Acrescem Refosco, Junior e Agapito (2020, p. 156) que, segundo o princípio da unidade notarial, não existe processo no inventário administrativo, pois é ato único em que se lavra, lê e assina a escritura pública numa só circunstância, observado o princípio instrumental do art. 215 do CC.
O caput do artigo 610 do Código de Processo Civil traz duas restrições à feitura do inventário administrativo: não ter testamento e não ter interessado incapaz. A primeira delas foi abordada na seção anterior, sendo comprovado que sua exigência não faz muito sentido, tanto que diversos Estados autorizam a produção do inventário extrajudicial com testamento. Parece algo já superado por grande parte da doutrina e jurisprudência.
No que tange ao interessado incapaz, e aqui se inclui o herdeiro incapaz, o objetivo foi proteger o mais vulnerável. Contudo, é necessário que a análise dessa restrição se dê de forma mais intensa, pois proteger o incapaz não significa literalmente impor a via judicial como único meio de se proceder ao inventário. Até porque essa é a via mais danosa para quem se acha em situação de vulnerabilidade e precisa receber sua fração da herança para prover seus gastos. Impor o inventário judicial para o herdeiro incapaz é castigar quem já está em desvantagem; essa não é a decisão mais adequada. O papel de proteção dos incapazes cabe ao Ministério Público, que deve acompanhar todo o procedimento do inventário, seja ele judicial ou extrajudicial, e diante da observação de que o incapaz está sendo prejudicado, deve levar o caso ao Judiciário.
Nessa linha de entendimento, se a partilha é de fração ideal (partes iguais) e não há prejuízo para nenhuma das partes, por que impor a via judicial para o inventário se nessa via a divisão da fração será a mesma? Percebe-se que diante da ausência de prejuízo e da partilha por fração ideal, a exigência da inexistência de interessado incapaz perde o sentido. A proteção ao incapaz permanece, só que agora, numa modalidade de inventário mais célere, esse vulnerável vai receber e desfrutar do patrimônio que lhe cabe por direito, sem ter de aguardar anos para receber sua parte na herança.

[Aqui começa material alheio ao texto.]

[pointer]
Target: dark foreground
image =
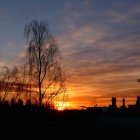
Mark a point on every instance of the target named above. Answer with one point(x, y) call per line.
point(40, 123)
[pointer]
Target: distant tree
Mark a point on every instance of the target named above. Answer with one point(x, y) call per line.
point(44, 59)
point(7, 79)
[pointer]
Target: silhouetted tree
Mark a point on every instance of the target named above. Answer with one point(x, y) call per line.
point(44, 57)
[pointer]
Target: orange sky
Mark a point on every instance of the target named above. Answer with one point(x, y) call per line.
point(99, 42)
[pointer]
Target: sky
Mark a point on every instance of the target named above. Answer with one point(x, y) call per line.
point(99, 41)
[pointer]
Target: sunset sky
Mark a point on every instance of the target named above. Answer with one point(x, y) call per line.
point(99, 41)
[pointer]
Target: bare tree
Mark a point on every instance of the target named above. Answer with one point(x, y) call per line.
point(8, 78)
point(44, 57)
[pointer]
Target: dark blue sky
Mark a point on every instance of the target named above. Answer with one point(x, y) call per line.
point(99, 40)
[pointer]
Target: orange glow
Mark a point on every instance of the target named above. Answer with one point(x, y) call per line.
point(60, 108)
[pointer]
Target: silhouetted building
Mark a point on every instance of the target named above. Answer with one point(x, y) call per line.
point(138, 101)
point(114, 102)
point(123, 102)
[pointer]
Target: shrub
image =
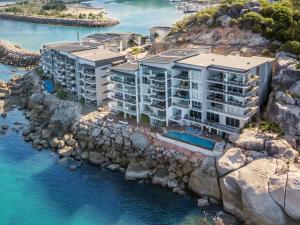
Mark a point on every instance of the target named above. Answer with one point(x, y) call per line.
point(292, 46)
point(61, 94)
point(267, 126)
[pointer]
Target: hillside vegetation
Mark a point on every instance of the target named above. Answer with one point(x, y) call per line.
point(56, 9)
point(278, 22)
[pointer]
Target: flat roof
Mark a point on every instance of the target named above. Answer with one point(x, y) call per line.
point(225, 61)
point(129, 66)
point(97, 54)
point(71, 46)
point(102, 37)
point(170, 56)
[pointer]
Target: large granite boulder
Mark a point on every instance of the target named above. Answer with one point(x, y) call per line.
point(35, 100)
point(96, 158)
point(248, 140)
point(137, 170)
point(204, 180)
point(231, 160)
point(280, 148)
point(284, 187)
point(246, 194)
point(140, 141)
point(161, 177)
point(224, 20)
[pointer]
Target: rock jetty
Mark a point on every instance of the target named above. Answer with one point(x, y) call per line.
point(15, 56)
point(108, 22)
point(256, 179)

Esse novo entendimento, que nasceu da decisão inovadora da 3ª vara cível da Comarca do Leme, deve ser visto como uma grande conquista a ser repetida em outros Estados. A exemplo do Acre, conforme expõe seu Tribunal de Justiça:
O Diário da Justiça Eletrônico trouxe na edição desta quinta-feira, 9, a Portaria 5914-12, que dispõe sobre a realização de inventário extrajudicial, em tabelionato de notas, quando houver herdeiros interessados incapazes. O documento é assinado pelo titular da Vara de Registros Públicos, Órfãos e Sucessões e de Cartas Precatórias Cíveis da Comarca de Rio Branco, juiz de Direito Edinaldo Muniz.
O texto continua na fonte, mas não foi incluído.